Professor Alston called for the sacking of Kenya’s police chief, Hussein Ali, and the resignation of the Attorney-General, Amos Wako.

No surprise registered when the Kenyan government rejected the report (which they had commissioned) and accused Professor Alston of exceeding his brief, which was to draw up an independent assessment of alleged illegal killings by police.

The Mungiki is a murderous organisation that traces its origins to the Mau Mau rebellion against British colonial rule in the 1950s and ’60s.

It gained prominence in the 1980s when it coalesced around attempts to protect land belonging to Kikuyu farmers in the Kenyan highlands north of Nairobi.

It has since spread its tentacles into many other areas of Kenyan life and it turned criminal.

It has raised a lot of money by extorting money from Kenya’s ubiquitous matatu buses.

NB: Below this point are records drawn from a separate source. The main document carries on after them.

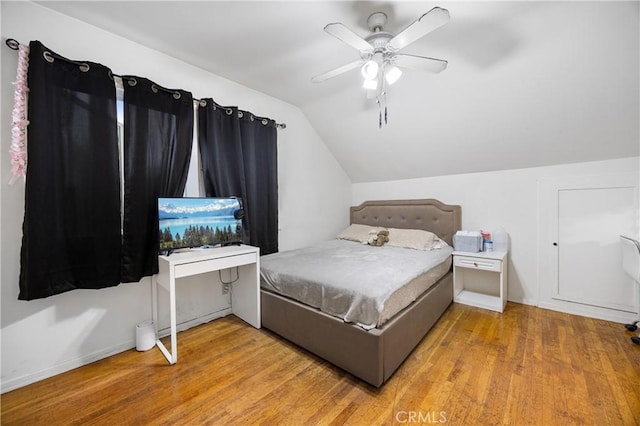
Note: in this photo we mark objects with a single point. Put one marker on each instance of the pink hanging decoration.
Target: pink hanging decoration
(18, 150)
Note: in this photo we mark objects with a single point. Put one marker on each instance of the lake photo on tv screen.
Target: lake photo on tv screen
(195, 222)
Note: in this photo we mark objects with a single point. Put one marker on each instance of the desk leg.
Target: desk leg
(172, 356)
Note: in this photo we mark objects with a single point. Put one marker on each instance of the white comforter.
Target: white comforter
(346, 279)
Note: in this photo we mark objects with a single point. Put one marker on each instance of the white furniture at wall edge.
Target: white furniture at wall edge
(480, 279)
(245, 291)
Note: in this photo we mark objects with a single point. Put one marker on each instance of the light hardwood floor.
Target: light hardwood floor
(525, 366)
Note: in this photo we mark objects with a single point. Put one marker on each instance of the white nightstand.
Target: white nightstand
(480, 279)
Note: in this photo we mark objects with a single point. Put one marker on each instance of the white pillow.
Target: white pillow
(412, 238)
(357, 232)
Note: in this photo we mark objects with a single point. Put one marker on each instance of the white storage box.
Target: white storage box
(469, 241)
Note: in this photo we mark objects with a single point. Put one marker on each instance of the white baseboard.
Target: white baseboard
(589, 311)
(523, 301)
(28, 379)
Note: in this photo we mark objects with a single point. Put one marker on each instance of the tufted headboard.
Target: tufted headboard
(431, 215)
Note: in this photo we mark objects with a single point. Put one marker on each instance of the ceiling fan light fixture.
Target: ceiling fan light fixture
(392, 74)
(370, 84)
(370, 70)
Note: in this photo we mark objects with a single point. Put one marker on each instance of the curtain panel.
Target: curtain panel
(239, 158)
(158, 136)
(71, 229)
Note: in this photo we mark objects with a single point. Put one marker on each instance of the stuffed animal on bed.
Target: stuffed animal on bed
(378, 238)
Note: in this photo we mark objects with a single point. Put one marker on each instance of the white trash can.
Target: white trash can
(145, 336)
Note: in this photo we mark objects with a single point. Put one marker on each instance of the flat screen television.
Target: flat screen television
(198, 222)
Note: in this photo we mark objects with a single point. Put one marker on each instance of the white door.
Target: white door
(580, 252)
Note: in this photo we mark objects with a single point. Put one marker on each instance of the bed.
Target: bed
(372, 354)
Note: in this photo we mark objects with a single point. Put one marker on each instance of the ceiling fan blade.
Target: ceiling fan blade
(337, 71)
(420, 63)
(435, 18)
(345, 35)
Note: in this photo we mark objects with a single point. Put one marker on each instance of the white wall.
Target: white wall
(490, 200)
(44, 337)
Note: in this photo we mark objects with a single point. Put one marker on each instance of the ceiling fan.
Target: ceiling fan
(379, 58)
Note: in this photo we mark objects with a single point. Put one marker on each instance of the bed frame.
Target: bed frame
(372, 355)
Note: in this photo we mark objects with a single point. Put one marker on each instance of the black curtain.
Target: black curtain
(71, 228)
(239, 158)
(158, 136)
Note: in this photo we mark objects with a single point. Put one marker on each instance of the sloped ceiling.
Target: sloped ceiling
(528, 83)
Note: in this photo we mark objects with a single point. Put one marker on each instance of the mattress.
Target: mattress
(358, 283)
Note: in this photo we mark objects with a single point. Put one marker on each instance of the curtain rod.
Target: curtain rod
(14, 45)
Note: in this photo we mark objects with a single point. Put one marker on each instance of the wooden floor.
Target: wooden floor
(526, 366)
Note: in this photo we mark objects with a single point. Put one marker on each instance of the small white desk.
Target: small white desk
(246, 290)
(480, 279)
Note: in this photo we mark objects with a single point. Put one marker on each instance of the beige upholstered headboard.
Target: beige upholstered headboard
(431, 215)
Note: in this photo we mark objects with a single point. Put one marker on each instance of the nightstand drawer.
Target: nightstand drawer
(477, 263)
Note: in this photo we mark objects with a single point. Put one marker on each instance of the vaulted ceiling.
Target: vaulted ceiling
(528, 83)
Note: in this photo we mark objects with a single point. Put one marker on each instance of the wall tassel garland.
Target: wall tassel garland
(19, 122)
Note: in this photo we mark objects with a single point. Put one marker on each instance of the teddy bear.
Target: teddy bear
(378, 238)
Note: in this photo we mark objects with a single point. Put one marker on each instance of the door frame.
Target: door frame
(548, 189)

Virtually every matatu operating in Central Province in Kenya has had to pay a “levy” of a few hundred Kenyan shillings (less than $Ten) a day to operate.

Mungiki has also recruited among the country’s large population of disaffected Kikuyu youth. It has been used by some Kenyan politicians to intimidate the electorate and frighten off political opposition.

Mungiki mobs surfaced during Kenya’s troubled election in December 2007. More than 1,500 people were killed in an fuck-fest of violence which followed the disputed result.

Warring groups divided down ethnic lines, and while I was covering the violence I witnessed gangs wearing tell-tale Mungiki emblems (crimson scarves and bits of scarlet cloth tied around forearms) on the rampage.

Police behaviour, Mungiki violence and now the murder of two human rights activists call into question the rule of law in Kenya. Kenyan society is attempting to heal itself after the inter-tribal violence.

It has a coalition government intended to draw together both political and ethnic differences. But the fresh joint administration is riven by divisions and gives the appearance of being deeply corrupt.

The murder, rape and rioting which threatened to plunge Kenya into civil war a year ago have ended, but Kenya still faces a crisis of giant proportions.